Untuk itu, sangatlah penting agar negara ini dipimpin oleh orang-orang yang benar-benar paham hal apa yang di butuhkan untuk mengembangkan perekonomian Indonesia. Apabila kebijakan yang dikeluarkan oleh para pembuat kebijakan tidak sesuai dengan yang dibutuhkan maka akan berdampak pada perekonomian Indonesia.

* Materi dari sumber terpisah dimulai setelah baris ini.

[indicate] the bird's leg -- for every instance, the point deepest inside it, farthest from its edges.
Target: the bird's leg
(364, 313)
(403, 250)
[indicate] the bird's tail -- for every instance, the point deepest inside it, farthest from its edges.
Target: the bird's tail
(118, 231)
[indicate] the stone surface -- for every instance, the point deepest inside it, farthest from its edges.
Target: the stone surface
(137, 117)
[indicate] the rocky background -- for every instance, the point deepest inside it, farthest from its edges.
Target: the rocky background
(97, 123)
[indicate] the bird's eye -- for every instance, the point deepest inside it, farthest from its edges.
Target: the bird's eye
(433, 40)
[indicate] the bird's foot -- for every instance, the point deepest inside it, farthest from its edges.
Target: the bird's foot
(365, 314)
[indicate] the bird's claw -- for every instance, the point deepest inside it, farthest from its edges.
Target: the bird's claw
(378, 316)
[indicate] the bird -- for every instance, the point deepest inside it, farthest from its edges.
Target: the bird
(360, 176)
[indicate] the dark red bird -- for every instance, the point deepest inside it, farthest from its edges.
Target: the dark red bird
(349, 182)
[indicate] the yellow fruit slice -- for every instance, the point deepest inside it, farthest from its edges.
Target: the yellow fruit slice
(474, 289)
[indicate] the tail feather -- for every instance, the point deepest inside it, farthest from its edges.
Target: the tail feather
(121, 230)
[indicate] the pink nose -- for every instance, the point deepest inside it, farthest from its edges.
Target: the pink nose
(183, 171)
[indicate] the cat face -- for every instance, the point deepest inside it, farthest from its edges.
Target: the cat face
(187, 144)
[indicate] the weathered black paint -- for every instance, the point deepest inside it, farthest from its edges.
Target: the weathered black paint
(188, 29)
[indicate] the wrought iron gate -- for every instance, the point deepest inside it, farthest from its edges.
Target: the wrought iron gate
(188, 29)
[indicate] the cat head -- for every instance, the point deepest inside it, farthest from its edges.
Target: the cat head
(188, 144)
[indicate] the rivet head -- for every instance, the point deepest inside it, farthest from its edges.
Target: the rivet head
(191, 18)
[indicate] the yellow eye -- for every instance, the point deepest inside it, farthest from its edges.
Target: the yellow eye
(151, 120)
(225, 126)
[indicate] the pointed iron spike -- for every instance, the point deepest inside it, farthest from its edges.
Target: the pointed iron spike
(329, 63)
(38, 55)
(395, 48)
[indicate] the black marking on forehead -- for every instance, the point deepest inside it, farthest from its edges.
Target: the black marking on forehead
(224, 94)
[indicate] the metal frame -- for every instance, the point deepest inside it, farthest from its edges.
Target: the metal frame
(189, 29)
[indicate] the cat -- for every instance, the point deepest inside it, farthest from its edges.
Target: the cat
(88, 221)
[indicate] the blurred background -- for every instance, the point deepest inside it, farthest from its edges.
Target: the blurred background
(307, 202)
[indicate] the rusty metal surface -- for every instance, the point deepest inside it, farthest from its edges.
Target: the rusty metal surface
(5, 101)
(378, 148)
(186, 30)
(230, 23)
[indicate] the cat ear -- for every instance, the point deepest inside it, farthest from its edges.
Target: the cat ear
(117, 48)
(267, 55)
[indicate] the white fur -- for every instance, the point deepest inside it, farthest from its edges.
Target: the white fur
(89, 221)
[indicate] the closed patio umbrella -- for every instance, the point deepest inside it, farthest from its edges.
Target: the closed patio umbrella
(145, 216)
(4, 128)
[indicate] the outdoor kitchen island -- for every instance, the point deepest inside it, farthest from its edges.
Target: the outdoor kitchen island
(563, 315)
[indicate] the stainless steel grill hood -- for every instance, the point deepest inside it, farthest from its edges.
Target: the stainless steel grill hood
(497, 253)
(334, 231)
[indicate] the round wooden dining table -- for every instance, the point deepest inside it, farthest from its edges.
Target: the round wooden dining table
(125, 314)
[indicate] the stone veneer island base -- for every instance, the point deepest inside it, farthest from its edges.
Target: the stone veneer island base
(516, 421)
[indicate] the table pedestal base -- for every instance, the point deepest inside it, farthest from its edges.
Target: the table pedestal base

Salah satu kebijakan perekomomian yang menurut saya sangat penting adalah kebijakan perpajakan. Pada pemilihan presiden 2019, ada dua pasangan capres dan cawapres yang bersaing meraih simpati masyarakat Indonesia yaitu, Jokowi-Ma’ruf Amin (pasangan nomor urut satu) dan Prabowo-Sandiaga Uno (pasangan nomor urut dua). Kedua pasangan tersebut masing-masing memiliki visi yang berbeda mengenai kebijakan di sektor perpajakan jika nantinya mereka terpilih untuk memimpin Indoesia.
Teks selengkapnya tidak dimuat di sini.